The dispute resolution bodies should have officers who are not involved in collection to be more effective. Other measures for a better tax regime would be an expansion of the Authority for Advance Rulings so that orders can be passed on a timely manner, including advance pricing agreements in bilateral treaties so that MNCs can opt for this route. The Mutual Agreement Procedure entered into should hasten the review process and the agreements executed to keep in check the numbers of transfer-pricing disputes.
The settlement commission is predominantly used for settling disputes on “undisclosed incomes”. It should position itself as a conciliatory office in resolving tax disputes at any point of litigation rather than just when the order is pending before the tax officer at the first level.
The General Anti-Avoidance Rules should be made stringent so that there is no scope for the taxpayer to enjoy unacceptably aggressive tax positions. When a transaction lack commercial substance and set up to enjoy the tax benefits under the domestic law, then it should be marked as “an impermissible transaction” and penalised. Uncovering this is possible only if an ‘exchange of information’ clause in all the treaties signed.
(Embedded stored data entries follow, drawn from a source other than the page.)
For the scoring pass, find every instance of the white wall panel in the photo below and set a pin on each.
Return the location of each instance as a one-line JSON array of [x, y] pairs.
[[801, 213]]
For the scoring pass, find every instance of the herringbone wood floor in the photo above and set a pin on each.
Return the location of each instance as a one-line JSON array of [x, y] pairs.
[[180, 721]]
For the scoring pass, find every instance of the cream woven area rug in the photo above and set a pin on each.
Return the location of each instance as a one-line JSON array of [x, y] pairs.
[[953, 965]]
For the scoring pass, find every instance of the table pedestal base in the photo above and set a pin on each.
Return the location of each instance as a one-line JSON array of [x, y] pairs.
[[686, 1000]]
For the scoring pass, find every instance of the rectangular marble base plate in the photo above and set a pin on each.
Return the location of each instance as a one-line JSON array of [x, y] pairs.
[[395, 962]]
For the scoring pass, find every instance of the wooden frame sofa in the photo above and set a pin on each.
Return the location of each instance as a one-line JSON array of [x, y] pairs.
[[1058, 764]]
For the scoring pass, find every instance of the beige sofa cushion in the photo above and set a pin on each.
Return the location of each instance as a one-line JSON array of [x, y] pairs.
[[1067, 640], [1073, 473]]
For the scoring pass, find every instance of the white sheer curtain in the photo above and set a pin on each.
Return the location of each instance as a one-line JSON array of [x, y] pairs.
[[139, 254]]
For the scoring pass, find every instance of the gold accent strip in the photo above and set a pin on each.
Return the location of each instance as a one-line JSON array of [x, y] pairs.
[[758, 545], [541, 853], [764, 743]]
The reporting requirements in the filing of tax-returns should be expanded for alignment with the BEPS under the OECD framework. We should be mindful of the fact that excessive legislation to prevent abuse should not stifle the genuine investments and cause a dampening of the investment sentiment.
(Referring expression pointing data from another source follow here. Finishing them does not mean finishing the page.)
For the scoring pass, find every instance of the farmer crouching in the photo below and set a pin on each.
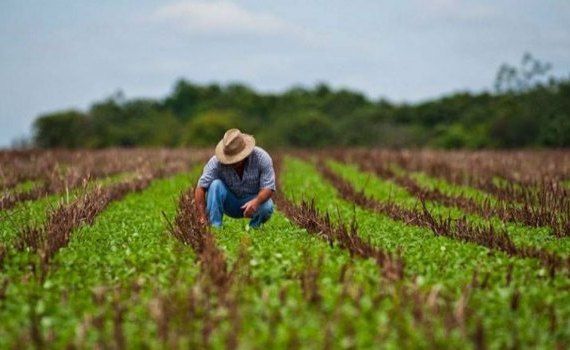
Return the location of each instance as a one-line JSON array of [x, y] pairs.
[[237, 181]]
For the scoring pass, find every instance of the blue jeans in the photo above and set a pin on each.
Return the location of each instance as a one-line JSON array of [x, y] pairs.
[[222, 201]]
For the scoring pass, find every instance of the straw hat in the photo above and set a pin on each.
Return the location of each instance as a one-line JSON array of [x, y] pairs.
[[235, 146]]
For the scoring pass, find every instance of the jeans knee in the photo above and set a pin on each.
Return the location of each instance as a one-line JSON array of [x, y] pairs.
[[217, 190], [266, 209], [217, 185]]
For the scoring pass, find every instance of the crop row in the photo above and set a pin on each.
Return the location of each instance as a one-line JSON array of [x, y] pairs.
[[458, 229], [33, 300], [546, 206], [59, 171], [510, 283]]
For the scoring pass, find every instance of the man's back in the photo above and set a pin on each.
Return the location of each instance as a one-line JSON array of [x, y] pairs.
[[258, 173]]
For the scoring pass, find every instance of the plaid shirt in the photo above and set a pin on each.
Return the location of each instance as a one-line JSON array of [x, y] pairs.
[[258, 173]]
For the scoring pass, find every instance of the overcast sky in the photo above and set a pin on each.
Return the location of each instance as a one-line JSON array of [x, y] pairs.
[[67, 54]]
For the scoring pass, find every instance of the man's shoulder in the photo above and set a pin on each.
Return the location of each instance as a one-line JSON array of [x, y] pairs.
[[261, 154], [213, 162]]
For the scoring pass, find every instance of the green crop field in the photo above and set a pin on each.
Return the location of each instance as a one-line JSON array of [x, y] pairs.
[[366, 249]]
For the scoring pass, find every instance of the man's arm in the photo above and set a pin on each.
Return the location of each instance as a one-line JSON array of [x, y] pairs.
[[209, 174], [251, 207], [200, 200]]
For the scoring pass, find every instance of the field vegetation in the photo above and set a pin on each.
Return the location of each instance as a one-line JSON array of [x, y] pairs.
[[367, 249]]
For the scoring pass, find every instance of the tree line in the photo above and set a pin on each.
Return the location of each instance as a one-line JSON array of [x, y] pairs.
[[527, 108]]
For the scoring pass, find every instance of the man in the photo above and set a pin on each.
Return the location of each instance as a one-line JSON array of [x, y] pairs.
[[238, 181]]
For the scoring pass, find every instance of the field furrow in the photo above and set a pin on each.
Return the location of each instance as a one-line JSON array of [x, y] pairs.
[[126, 246], [368, 185], [450, 263]]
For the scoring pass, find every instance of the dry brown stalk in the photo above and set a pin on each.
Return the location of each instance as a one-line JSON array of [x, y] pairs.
[[459, 229]]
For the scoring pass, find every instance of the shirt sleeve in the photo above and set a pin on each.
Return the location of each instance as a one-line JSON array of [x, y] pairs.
[[210, 173], [267, 178]]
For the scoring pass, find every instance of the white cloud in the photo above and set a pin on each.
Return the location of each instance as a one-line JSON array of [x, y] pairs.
[[223, 18], [461, 10]]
Some of the important, identified routes of tax avoidance, as per the BEPS, are digitally-sourced incomes, artificial avoidance of permanent establishment status and transfer-pricing disputes relating to intangibles. India should take note of the Australian tax guidelines on intangibles when dealing with these complex transactions. A clear guidance note on certain complex tax transactions should help the taxpayer as well as tax administration. ‘Substance over form’ should be the mantra and the proper justification of the transactions—whether inbound or outbound—must be made mandatory.
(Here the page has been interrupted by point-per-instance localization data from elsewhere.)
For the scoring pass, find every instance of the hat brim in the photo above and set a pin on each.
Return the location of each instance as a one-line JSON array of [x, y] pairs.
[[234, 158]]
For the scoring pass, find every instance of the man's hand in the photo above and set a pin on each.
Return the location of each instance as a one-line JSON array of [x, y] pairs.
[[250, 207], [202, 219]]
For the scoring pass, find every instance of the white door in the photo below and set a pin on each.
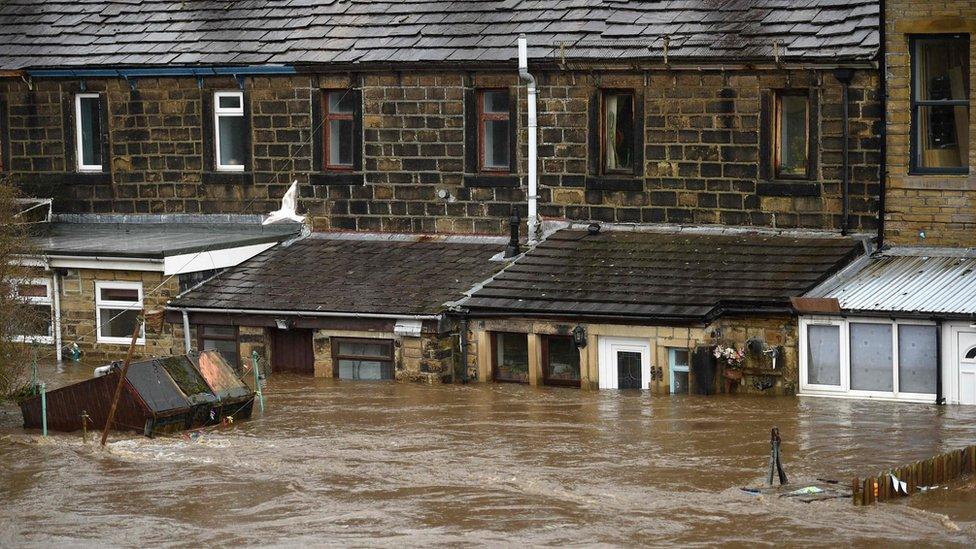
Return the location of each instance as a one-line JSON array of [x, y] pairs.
[[625, 363], [967, 368]]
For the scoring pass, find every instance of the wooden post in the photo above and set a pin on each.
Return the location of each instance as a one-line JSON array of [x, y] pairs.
[[125, 370]]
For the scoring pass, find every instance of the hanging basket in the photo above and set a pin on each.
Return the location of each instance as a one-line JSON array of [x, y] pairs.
[[155, 320]]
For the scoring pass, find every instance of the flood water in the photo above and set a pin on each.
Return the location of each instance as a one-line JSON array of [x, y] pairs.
[[384, 464]]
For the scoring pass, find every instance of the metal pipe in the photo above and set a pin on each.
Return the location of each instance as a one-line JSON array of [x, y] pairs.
[[525, 76]]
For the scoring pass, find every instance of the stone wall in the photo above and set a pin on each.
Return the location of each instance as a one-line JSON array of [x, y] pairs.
[[941, 206], [703, 150]]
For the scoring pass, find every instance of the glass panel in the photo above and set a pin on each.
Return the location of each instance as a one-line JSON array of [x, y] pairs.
[[229, 102], [628, 370], [563, 360], [793, 136], [340, 142], [341, 102], [120, 294], [232, 133], [371, 370], [495, 101], [618, 128], [120, 325], [496, 144], [917, 359], [823, 355], [679, 383], [943, 136], [227, 349], [871, 357], [356, 348], [512, 357], [91, 131]]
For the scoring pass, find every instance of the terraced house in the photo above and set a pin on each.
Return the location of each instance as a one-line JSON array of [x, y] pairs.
[[672, 173]]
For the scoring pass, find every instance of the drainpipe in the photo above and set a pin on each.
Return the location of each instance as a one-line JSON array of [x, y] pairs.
[[844, 76], [533, 147]]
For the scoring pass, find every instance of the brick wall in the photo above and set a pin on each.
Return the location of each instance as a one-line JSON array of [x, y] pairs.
[[702, 153], [941, 206]]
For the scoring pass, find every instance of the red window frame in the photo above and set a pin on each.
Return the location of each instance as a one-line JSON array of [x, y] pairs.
[[326, 141], [494, 116]]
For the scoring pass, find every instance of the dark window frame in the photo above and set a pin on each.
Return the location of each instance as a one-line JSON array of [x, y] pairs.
[[236, 338], [336, 355], [916, 104], [544, 344]]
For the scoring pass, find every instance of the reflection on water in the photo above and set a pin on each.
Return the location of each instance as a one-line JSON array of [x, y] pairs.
[[397, 464]]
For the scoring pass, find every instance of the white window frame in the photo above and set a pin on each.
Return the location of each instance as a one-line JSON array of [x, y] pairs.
[[82, 167], [37, 300], [844, 389], [100, 303], [219, 112]]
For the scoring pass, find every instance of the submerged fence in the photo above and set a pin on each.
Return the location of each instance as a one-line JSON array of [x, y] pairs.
[[915, 477]]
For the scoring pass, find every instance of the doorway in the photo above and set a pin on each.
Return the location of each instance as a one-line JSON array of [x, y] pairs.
[[625, 363], [291, 351]]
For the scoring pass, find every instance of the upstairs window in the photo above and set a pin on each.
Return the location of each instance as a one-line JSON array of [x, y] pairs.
[[229, 131], [494, 145], [791, 143], [338, 111], [617, 133], [940, 104], [88, 132]]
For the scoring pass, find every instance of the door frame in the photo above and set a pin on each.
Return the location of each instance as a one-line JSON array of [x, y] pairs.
[[608, 347]]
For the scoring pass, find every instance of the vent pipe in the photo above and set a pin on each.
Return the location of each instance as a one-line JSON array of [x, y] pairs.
[[529, 80]]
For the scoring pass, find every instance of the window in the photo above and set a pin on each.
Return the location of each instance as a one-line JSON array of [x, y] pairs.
[[229, 130], [362, 359], [117, 310], [88, 131], [792, 134], [678, 365], [494, 146], [510, 357], [39, 322], [222, 339], [338, 109], [617, 133], [560, 361], [940, 104]]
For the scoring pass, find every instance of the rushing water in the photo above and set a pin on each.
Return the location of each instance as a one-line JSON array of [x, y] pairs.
[[397, 464]]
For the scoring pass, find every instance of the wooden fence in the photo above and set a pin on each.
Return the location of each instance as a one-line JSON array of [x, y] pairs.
[[915, 477]]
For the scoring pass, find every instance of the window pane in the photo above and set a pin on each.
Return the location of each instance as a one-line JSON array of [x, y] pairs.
[[118, 326], [231, 130], [341, 102], [355, 348], [943, 136], [365, 369], [91, 132], [495, 101], [823, 355], [227, 349], [793, 136], [512, 357], [496, 144], [917, 359], [871, 357], [563, 360], [120, 294], [618, 128], [340, 142]]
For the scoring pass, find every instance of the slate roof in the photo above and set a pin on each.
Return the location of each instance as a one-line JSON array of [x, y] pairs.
[[350, 273], [60, 33], [661, 275]]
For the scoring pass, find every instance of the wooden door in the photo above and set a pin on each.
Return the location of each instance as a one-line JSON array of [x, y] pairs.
[[291, 351]]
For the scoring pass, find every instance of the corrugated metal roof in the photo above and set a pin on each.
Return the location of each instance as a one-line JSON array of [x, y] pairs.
[[911, 284]]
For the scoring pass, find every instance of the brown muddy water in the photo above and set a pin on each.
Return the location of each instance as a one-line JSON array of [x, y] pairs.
[[384, 464]]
A sharply-defined tax regime is also needed for the Make-in-India initiative to be effective. For this, internationally-accredited quality certification should be made compulsory and be incentivised. An economic order quantity (EOQ) approach for exports—either pooled or government-guaranteed—must be negotiated for deciding if incentives apply. A minimum floor price and value addition, too, must be mandated.
Some of the policy matters that need be consider are:
* the need for transferable, duty-free scrip/redit schemes for export of goods and services;
* the need to recognise that the 20%-MAT on SEZs was an U-turn in tax policy, and that this has to be done away with;
* 100% exemption for manufacturing of renewable energy technology and its use in other manufacturing segments.
To expand the tax base, information technology needs to be used extensively and the banking platform should be streamlined. This is the only way to bring the unorganised sector into the tax net.
A simplified uniform tax rate rather than complex multi-layer structure should be in place. The tax deduction at source (TDS) monitoring cell should act as the main source of information to make taxpayers accountable for their incomes disclosed. It is hoped that the finance minister adopts a “carrot and stick” approach in the budget to reform taxation.